The teachers' salaries were equivalent to wages paid to servant maids 
in rich peoples' homes. The enrollment campaign only improved the state 
literacy levels on paper only, since very few students continued to 
attend the school after initial enrollment. The beggars needed their 
children back on the streets as panhandlers whereas others went back to 
work as child laborers to help their families. Babu operated “Sea of 
Change Academies” on paper only except on those days when state 
inspectors visited to collect their kickbacks. The politicians were 
happy to quote their efforts in improving the literacy rates in their 
re-election campaign. The entire campaign to improve literacy rate to 
educate the under privileged children was a campaign on paper only that 
benefited the politicians, bureaucrats and opportunists like Babu. The 
children were neither attending the school nor the teachers were 
earning a respectable salary. 

No one had a clue how old Babu was, since his slim body wrapped in loose
garb made it hard to guess his age. He may be in late 70's or 80's but 
his age is irrelevant since his mind is young, active, and fertile as a 
newly cleared land to give birth to new ideas and nourish them to bear 
fruits of success in purely monetary terms. The ideas were crooked from 
the beginning to the end just like the one his wife cooked up just 
before she died when she bought several expensive silk garments from a 
store on a credit.

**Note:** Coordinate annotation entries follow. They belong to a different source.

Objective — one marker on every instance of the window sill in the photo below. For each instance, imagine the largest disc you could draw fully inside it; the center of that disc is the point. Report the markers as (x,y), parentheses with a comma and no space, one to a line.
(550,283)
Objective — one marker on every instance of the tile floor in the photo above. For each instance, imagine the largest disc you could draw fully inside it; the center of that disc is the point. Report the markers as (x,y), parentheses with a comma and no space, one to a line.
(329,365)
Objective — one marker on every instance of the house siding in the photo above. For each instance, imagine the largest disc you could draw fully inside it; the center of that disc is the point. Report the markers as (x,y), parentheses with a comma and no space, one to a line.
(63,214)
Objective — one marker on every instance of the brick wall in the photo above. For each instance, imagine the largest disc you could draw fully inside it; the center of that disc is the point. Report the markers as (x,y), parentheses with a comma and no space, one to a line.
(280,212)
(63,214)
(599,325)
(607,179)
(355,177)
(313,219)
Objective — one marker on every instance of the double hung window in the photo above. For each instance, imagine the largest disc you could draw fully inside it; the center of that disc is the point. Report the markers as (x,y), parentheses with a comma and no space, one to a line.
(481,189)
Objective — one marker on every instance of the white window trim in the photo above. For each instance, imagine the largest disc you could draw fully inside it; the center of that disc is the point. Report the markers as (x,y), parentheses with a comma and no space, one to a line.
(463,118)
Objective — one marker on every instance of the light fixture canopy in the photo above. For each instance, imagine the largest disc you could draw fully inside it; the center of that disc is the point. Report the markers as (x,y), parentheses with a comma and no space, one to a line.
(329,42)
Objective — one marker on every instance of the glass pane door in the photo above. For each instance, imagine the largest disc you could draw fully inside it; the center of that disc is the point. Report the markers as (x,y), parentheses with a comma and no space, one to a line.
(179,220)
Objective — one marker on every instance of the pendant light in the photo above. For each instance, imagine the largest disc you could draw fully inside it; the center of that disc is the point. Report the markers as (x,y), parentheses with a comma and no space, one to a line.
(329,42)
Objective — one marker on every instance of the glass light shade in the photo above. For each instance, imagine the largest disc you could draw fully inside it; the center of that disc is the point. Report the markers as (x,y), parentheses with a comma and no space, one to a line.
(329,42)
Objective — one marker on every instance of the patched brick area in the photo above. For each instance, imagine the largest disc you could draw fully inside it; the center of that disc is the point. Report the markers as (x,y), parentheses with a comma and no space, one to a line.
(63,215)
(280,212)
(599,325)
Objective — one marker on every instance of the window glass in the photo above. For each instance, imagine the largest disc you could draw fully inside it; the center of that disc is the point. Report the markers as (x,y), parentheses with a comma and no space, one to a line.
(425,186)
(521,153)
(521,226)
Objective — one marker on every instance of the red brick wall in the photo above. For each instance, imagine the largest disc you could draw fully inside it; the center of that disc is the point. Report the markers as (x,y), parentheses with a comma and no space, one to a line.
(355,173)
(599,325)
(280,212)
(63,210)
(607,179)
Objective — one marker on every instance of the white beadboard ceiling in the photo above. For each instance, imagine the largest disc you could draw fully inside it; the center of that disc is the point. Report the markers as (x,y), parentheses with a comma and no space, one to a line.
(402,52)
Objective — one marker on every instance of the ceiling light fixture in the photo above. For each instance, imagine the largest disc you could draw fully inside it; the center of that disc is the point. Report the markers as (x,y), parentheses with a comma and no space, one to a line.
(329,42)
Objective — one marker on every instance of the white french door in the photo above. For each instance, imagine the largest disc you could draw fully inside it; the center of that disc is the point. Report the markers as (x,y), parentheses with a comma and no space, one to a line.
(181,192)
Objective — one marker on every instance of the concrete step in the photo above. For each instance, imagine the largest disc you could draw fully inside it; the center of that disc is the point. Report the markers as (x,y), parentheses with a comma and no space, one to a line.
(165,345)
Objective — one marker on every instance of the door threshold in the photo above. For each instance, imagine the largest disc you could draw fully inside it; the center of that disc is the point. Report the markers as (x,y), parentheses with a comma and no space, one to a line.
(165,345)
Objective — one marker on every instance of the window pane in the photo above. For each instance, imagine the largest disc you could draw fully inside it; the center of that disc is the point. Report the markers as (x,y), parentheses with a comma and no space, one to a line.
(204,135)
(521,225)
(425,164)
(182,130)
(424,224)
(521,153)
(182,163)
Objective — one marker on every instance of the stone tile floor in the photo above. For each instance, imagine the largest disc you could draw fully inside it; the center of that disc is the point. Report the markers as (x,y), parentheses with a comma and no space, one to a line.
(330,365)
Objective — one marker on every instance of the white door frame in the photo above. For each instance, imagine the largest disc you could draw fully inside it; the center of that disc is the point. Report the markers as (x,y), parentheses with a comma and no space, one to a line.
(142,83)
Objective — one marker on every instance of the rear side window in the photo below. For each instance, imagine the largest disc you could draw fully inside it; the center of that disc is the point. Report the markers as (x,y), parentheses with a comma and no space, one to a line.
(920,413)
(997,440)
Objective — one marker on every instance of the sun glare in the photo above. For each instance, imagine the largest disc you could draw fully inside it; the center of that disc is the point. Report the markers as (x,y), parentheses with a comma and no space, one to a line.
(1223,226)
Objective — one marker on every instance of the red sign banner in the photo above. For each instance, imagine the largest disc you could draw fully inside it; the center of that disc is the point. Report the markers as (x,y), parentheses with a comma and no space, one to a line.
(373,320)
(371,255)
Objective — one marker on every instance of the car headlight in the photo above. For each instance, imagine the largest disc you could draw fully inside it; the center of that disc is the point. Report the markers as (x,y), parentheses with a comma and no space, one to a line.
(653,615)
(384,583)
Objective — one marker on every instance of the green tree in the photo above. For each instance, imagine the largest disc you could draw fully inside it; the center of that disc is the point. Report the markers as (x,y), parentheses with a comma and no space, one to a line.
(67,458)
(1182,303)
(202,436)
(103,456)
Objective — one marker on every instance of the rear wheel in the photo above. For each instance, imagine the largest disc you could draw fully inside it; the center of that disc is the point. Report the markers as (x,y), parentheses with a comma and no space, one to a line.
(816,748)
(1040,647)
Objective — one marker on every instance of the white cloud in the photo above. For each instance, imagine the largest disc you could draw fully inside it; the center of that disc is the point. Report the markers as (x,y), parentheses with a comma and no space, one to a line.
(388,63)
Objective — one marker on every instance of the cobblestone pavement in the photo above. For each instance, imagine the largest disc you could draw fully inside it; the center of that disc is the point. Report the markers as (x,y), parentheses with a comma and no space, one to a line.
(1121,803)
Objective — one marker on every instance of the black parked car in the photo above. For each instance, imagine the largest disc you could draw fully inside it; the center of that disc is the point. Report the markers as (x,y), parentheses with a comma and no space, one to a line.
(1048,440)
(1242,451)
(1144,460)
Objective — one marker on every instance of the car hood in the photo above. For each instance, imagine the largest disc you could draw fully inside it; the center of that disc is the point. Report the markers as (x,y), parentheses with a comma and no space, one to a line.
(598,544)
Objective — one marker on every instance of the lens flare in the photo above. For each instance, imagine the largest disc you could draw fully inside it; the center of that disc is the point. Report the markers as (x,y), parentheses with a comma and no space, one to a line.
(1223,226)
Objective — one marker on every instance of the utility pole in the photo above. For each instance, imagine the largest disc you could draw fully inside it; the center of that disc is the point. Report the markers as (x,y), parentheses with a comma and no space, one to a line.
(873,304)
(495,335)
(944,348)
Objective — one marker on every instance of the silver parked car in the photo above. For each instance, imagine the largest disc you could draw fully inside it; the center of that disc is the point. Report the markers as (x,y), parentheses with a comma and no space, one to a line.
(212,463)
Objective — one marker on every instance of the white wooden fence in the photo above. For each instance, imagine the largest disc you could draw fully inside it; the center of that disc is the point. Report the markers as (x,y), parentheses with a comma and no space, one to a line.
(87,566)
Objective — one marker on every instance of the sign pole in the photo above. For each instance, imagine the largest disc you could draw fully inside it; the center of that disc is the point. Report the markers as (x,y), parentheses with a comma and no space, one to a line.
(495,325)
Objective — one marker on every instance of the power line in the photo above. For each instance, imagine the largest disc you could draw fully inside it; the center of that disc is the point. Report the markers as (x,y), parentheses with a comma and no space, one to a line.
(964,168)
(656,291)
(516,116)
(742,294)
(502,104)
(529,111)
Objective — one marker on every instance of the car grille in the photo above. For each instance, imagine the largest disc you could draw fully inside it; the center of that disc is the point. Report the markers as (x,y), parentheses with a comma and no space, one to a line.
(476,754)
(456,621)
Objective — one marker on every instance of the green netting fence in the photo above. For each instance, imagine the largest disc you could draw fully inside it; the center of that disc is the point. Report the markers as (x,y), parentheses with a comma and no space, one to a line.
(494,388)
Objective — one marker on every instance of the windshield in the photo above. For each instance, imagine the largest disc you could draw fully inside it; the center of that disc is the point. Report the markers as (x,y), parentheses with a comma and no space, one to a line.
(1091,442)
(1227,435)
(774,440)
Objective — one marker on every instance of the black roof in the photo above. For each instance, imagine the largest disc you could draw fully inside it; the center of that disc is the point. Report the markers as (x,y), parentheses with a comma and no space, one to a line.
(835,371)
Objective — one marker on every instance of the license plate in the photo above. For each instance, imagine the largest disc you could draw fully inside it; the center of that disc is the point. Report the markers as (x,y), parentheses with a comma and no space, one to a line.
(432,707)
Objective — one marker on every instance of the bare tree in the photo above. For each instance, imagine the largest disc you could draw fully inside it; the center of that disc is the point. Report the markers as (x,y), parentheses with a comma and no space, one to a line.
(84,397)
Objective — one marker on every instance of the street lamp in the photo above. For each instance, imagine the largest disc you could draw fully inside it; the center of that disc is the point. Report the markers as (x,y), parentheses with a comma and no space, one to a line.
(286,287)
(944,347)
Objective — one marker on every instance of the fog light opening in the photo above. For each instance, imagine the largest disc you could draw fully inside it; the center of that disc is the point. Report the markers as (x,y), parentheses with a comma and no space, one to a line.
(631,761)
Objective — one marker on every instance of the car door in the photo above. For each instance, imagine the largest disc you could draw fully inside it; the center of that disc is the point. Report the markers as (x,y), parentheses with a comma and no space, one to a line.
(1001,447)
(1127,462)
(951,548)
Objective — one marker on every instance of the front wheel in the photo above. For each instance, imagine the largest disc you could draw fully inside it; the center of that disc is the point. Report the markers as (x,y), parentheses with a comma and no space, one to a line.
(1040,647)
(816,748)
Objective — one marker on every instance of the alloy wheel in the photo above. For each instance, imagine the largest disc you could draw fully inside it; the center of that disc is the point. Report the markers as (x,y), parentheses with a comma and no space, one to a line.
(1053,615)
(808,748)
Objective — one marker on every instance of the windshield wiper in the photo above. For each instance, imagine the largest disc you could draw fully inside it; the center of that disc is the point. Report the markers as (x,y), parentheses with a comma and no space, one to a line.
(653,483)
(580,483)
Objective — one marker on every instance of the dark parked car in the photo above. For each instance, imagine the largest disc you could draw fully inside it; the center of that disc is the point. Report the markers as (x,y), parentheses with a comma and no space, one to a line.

The shopkeeper read about her obituary in  
“Victory,” the evening tabloid Babu owned and could only attend her 
funeral to watch her body in flames during cremation along with the 
debt she owed to him. 

The people of Allipuram could only wait to see the end of Babu to face
up to Yama Dharma Raja, the arbitrator in heaven (as per Hindu 
philosophy). Here, Babu stands little chance to win over dharma 
standing on its sturdy four legs. Allipuram may have to wait for some 
time to celebrate the victory of dharma over Babu.